思わず彼のほうを見ると、また複雑そうな表情が私に向いている。じゃあ何なのって簡単に済ませたいけど器用な成澤の不器用な部分見たさにわざとわからないフリをした。
こういう時鈍感になるのが鉄則だって思っててごめん、でも私は。彼の言葉やシナリオや音が、欲しいって希うほど。この面倒臭い感情の縺れを断絶したい、から。
だって。
心底。
「手放すなよ、自分勝手に」
手放せない。
「言っとくけどおまえみたいに気分屋で自分勝手で情緒おかしい女、相手にできるやつは早々いないけど」
「ディスり方えぐすぎでしょ。そこまで言う?」
「事実だろ、でもさ」
ああ無理、なんか続きなんか聞いちゃったら。
苦しくて多幸感で、致死量で、予測変換で、数秒先の言葉読み込めなくて。簡単に落下地点を定められそうだ。

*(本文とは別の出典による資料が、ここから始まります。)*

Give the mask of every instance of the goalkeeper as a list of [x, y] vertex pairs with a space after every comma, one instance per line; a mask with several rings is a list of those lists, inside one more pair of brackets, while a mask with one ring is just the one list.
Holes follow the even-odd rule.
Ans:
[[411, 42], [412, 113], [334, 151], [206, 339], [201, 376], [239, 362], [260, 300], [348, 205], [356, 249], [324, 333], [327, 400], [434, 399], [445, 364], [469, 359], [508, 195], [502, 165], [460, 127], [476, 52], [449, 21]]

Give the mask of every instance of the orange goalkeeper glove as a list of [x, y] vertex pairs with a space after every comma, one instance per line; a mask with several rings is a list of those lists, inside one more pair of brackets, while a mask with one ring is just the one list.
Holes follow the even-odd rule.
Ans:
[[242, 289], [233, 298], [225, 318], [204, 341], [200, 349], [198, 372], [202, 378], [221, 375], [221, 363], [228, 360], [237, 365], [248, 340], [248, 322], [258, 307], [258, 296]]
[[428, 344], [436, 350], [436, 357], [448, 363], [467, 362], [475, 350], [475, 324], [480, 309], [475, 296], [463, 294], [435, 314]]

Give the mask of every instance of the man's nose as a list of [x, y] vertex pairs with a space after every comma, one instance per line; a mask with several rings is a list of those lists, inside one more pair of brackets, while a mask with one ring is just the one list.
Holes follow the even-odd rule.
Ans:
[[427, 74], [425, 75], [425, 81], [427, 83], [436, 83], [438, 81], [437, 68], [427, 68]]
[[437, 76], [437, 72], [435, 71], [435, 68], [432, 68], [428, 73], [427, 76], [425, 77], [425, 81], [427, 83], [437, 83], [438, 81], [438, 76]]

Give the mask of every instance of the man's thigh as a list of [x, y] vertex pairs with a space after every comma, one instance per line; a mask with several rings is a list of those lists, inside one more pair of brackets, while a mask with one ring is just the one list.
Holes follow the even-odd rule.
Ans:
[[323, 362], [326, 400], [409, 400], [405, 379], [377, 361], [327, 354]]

「でも天辻に今会いたいって言われたらいても立ってもいられないんだよ、ずっと」
って。
成澤だけには絶対言わない、言わせたい、そんな存在だって。
「……私のことすきじゃーん。照れるよ、熱烈すぎて」
「そうだよ、それくらい知っててよ」
駄目だ、もうもうもう。もうすこし違う出会い方ならって思ってた事柄が根強くて。本当になくなってしまいたい承認欲求の末が、ハートマークで良かったって遺言零して。
今すぐの感情の吐露が弱いまま届いているんじゃないかって、雨の日に私が自分勝手に口走った言葉に素直に流されてるんじゃないかって。
この人の “ なにか ” になりたくて仕方なかった。